- Mookaneri Lake with the Shevaroy Hills in the background
- Location: Kannankurichi, Salem, Tamil Nadu, India
- Coordinates: 11°41′11″N 78°10′45″E﻿ / ﻿11.68639°N 78.17917°E
- Type: Lake
- Basin countries: India
- Surface area: 23.5 ha (58 acres)
- Islands: 47
- Settlements: Salem

= Mookaneri Lake =

Mookaneri Lake, also called Kannankurichi Lake, is a lake in Kannankurichi, in the Salem Taluk of the Indian state of Tamil Nadu, that covers an area of 23.5 ha. It is located to the south of the Shevaroy Hills and is a major body of water in Salem. The lake is fed by rainfall, including the hills surrounding Yercaud, which flow into the lake via the Puthu Yeri and Kothukaran Odai streams.

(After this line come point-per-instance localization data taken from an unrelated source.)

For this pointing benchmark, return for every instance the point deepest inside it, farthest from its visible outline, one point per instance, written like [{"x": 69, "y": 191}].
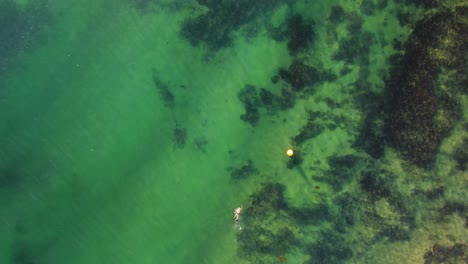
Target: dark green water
[{"x": 132, "y": 129}]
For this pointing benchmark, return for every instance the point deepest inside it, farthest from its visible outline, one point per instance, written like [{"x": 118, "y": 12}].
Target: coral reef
[{"x": 419, "y": 113}]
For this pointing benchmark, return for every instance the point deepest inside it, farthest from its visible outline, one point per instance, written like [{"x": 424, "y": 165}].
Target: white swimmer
[{"x": 237, "y": 214}]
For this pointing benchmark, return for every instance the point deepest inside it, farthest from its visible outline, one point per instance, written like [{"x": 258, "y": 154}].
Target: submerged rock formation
[{"x": 420, "y": 97}]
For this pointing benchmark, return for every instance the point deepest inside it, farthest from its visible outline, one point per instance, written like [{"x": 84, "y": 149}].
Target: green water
[{"x": 91, "y": 171}]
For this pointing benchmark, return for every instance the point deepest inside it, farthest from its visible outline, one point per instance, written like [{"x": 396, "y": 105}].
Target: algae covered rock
[{"x": 421, "y": 106}]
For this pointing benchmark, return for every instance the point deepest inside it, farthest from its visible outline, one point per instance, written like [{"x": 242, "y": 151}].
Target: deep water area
[{"x": 233, "y": 131}]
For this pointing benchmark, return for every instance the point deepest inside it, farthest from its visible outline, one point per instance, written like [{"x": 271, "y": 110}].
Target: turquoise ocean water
[{"x": 132, "y": 129}]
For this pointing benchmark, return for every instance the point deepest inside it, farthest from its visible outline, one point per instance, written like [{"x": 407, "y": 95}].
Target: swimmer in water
[{"x": 237, "y": 214}]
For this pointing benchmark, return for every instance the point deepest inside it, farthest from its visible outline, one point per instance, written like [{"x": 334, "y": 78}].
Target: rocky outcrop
[{"x": 420, "y": 105}]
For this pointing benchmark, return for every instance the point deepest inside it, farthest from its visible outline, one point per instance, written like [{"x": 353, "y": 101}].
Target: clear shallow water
[{"x": 120, "y": 141}]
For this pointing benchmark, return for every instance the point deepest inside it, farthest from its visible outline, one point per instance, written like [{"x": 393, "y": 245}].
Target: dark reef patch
[
  {"x": 355, "y": 48},
  {"x": 299, "y": 34},
  {"x": 337, "y": 15},
  {"x": 271, "y": 225},
  {"x": 251, "y": 101},
  {"x": 179, "y": 137},
  {"x": 374, "y": 185},
  {"x": 342, "y": 170},
  {"x": 166, "y": 95},
  {"x": 450, "y": 208},
  {"x": 371, "y": 137},
  {"x": 244, "y": 172},
  {"x": 299, "y": 75},
  {"x": 330, "y": 248},
  {"x": 418, "y": 114},
  {"x": 310, "y": 130},
  {"x": 461, "y": 155},
  {"x": 214, "y": 29},
  {"x": 458, "y": 253},
  {"x": 254, "y": 101}
]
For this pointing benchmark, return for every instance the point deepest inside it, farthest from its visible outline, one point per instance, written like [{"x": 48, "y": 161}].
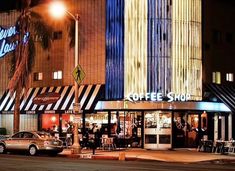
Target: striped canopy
[{"x": 88, "y": 97}]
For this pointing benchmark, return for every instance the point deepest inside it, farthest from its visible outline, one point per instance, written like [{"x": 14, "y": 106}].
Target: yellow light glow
[
  {"x": 186, "y": 48},
  {"x": 53, "y": 118},
  {"x": 57, "y": 9},
  {"x": 135, "y": 46}
]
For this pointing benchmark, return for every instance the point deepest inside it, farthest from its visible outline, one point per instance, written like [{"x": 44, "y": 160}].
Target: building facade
[{"x": 143, "y": 66}]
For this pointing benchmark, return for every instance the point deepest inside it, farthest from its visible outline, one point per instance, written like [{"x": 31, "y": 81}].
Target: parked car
[{"x": 32, "y": 142}]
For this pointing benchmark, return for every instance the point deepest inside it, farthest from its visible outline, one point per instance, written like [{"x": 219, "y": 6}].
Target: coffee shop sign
[
  {"x": 133, "y": 97},
  {"x": 7, "y": 42}
]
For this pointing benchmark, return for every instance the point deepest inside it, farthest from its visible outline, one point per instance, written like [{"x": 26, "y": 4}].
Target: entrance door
[
  {"x": 186, "y": 129},
  {"x": 157, "y": 130},
  {"x": 192, "y": 130}
]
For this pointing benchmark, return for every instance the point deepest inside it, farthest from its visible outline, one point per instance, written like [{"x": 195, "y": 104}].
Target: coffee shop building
[{"x": 143, "y": 85}]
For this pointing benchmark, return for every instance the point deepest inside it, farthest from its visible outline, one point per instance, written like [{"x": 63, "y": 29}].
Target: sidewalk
[{"x": 179, "y": 155}]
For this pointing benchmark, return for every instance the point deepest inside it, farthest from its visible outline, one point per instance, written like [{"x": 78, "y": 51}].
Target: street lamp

There are 47 man-made islands in the lake. Each island was created by excavating and piling lakebed clay about 10 feet high, and covers an area of a few thousand square feet. Initially, millet was planted on the islands to arrest erosion and help build a soil layer before saplings of neem, banyan, jambul, peepal, and vetiver trees could be planted. The lake islands were populated by nearly 12,000 trees as of 2013.

Islands of Mookaneri Lake

==Recreation==

Mookaneri Lake

=== Bird Watching ===
Mookaneri Lake is a popular bird watching destination. The floating islands lush growth of trees help in providing shelter for the birds, like a birds’ sanctum, and their food needs are sufficed by waterholes or the lake. The most commonly sighted birds are Egrets and Kingfishers. Over 169 species of birds have been spotted at the lake. The Pink-feathered Flamingos are magnificent to watch. Apart from this, Garganey, Northern pintail, Grey Wagtail, Common sandpiper, Rosy starling, Whiskered tern, Baillon's crake, Yellow bittern, Paddyfield warbler, Citrine wagtail, Streak-throated swallow, Brown-headed gull, Painted stork, Oriental darter and Black-headed gull are the migratory birds sighted in the lake. Bird watchers and naturalists in the city want to obtain sanctuary status for the lake.

=== Facilities ===
The park has a children's play area and mini auditorium set up in a natural environment, seating arrangements, flower pants on the bunds and walker's path along the lake. Coracles are available to visit the islands of the lake.

=== Fishing ===

A coracle in the lake

The lake is a source of groundwater recharge for the surrounding areas. The lake has a few varieties of fish, such as rohu, catla kendai and kuruvai. The local fisherman's boats are coracles.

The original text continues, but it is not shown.